Is House Hype Over the Constitution Real?
When Rep. Newt Gingrich (R-Ga.) was sworn in as Speaker of the House in January 1995, he delivered a remarkable acceptance speech, replete with a suggested reading list for his colleagues that included the Constitution and the Federalist Papers. When Rep. John Boehner (R-Ohio) was sworn in as Speaker on Jan. 5, he did Gingrich two better with directives that not only required the reading of the Constitution in the House chamber the following day but also required Members to submit constitutional authority statements with every bill that they introduce.
All this constitutional hype can be directly attributed to the tea party movement's effect on the 2010 elections and makeup of the new Congress. A central theme of the movement has been its call for a return to limited government grounded in the spirit and letter of the Constitution.
These two early bows to the Constitution have already been dismissed by some as symbolic gestures to appease the restive tea partyers who want to see instant results in the new Congress. I am not so cynical, but I do offer a few cautionary flags and caveats about this new constitutionalism.
Forcing Members of Congress to stop and think before they act is always preferable to visceral legislative eruptions. Thinking about how a legislative idea conforms to Congress' constitutional authority is especially advisable before drafting and introducing a bill.
The Republican leadership circulated a five-page memo to Members and staff in mid-December on how to implement the new rule. The memo included a "Constitutional Authority Statement" form, along with examples of how the statements might be worded, e.g., "This bill is enacted pursuant to the power granted to Congress under Article I, Section 8, Clause 3 of the United States Constitution." Members are required to sign the statements, which will then appear in the Congressional Record.
The memo indicates that the Office of Legislative Counsel will provide Members with the properly formatted statement forms, but "it is the responsibility of the bill sponsor to determine what authorities they wish to cite and to provide that information to the Legislative Counsel staff." In other words, do your own homework.
To assist with that homework, the memo lists several resources, including the Congressional Research Service's "Annotated Guide to the Constitution." There, some Members (and tea partyers) may be surprised to learn that Congress' power under Article I, Section 8, Clause 1, to tax, spend and "provide for the...general welfare" is "not limited to the direct grants of legislative power found in the Constitution" (U.S. v. Butler, 1936). As the guide notes, Alexander Hamilton ultimately prevailed over James Madison in their disagreement over the clause, and it has long been used to justify such things as "internal improvements" and grants-in-aid to the states.
I am baffled over why Boehner's new rule abolishes the existing requirement, adopted in 1997, that committee reports on bills contain constitutional authority statements. As we all know, bills that emerge from committees sometimes differ radically from the introduced versions — often including entirely new subject matter and governmental authorities. That is where the legislative rubber really meets the constitutional road. Will the real omnibus driver please stand up?

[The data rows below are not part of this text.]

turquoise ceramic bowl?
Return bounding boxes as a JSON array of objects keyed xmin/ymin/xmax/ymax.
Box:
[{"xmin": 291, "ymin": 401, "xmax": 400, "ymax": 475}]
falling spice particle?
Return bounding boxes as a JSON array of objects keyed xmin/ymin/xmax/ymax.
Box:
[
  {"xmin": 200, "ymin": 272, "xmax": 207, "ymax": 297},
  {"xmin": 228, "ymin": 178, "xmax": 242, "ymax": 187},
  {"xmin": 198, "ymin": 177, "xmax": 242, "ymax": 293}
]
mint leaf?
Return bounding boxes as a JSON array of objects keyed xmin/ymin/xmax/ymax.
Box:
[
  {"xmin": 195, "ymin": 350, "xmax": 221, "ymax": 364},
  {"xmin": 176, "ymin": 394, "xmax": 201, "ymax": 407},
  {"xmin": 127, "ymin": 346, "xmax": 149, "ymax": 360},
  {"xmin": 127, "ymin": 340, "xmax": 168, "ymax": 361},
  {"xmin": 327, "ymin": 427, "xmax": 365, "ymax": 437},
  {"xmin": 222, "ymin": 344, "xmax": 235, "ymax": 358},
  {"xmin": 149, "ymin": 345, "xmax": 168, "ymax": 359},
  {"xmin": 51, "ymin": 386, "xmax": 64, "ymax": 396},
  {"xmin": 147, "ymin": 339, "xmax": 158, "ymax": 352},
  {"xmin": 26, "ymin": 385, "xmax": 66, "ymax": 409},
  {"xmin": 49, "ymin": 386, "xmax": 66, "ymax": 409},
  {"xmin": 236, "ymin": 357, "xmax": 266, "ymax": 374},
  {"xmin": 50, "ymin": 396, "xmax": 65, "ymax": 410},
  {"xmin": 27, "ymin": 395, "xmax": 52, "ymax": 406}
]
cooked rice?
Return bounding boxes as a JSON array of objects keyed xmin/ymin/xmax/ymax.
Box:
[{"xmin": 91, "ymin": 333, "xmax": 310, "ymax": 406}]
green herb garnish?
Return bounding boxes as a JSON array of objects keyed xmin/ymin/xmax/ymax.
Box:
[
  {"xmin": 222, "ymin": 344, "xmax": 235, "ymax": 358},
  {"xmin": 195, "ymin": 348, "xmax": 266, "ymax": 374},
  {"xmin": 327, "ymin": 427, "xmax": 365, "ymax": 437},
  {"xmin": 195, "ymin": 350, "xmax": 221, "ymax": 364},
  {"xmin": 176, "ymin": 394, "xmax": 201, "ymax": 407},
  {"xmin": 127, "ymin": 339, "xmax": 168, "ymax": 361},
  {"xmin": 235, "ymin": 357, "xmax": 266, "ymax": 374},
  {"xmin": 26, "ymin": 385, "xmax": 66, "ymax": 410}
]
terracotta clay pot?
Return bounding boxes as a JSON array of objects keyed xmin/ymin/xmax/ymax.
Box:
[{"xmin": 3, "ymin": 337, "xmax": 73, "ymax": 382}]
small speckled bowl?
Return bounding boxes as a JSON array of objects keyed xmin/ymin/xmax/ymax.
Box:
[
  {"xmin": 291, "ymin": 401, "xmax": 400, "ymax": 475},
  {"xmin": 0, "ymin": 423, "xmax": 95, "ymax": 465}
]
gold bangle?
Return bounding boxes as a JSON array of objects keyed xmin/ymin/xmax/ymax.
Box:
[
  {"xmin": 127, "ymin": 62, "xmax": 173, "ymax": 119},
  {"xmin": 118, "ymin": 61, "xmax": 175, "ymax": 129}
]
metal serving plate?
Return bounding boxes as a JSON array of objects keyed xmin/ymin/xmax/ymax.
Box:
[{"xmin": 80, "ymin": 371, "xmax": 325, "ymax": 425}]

I asked one of this town's pre-eminent constitutional scholars, Louis Fisher, a resident scholar at the Constitution Project, what he thought of the new rule. He expressed skepticism about the value of the authority statements.
"How will the Constitution be safeguarded when lawmakers simply justify a bill by saying it is within the taxing power, the commerce power, the spending power...?" he asked. "Those phrases are far too vague and will mean nothing to constituents."
What concerns Fisher (and me) more is whether Congress' newfound interest in the Constitution will be limited to the legitimacy of legislation or will it extend to rethinking the relationship between the branches. Fisher has long lamented that Congress has ceded too much power to the executive branch over the past several decades on such matters as oversight of agencies and programs, war powers and budgeting.
Getting back to Gingrich's reading list for the 104th Congress, it is ironic that he apparently forgot his own advice about reading the Constitution. In his book, "Lessons Learned the Hard Way," published two years after he became Speaker, Gingrich confessed one of the main lessons that he learned from the problems he encountered was that, "We had not only failed to take into account the ability of the Senate to delay us and obstruct us, but we had much too cavalierly underrated the power of the President." In other words, they blithely ignored half of Article I and all of Article 2.
Similarly, the constitutional lesson that the new Republican majority in the House must relearn is how to govern institutionally, taking into account the legitimate interests, concerns and priorities of the Senate and president while asserting the rights and responsibilities of the House. That is something the tea party movement will also come to appreciate about governing a country.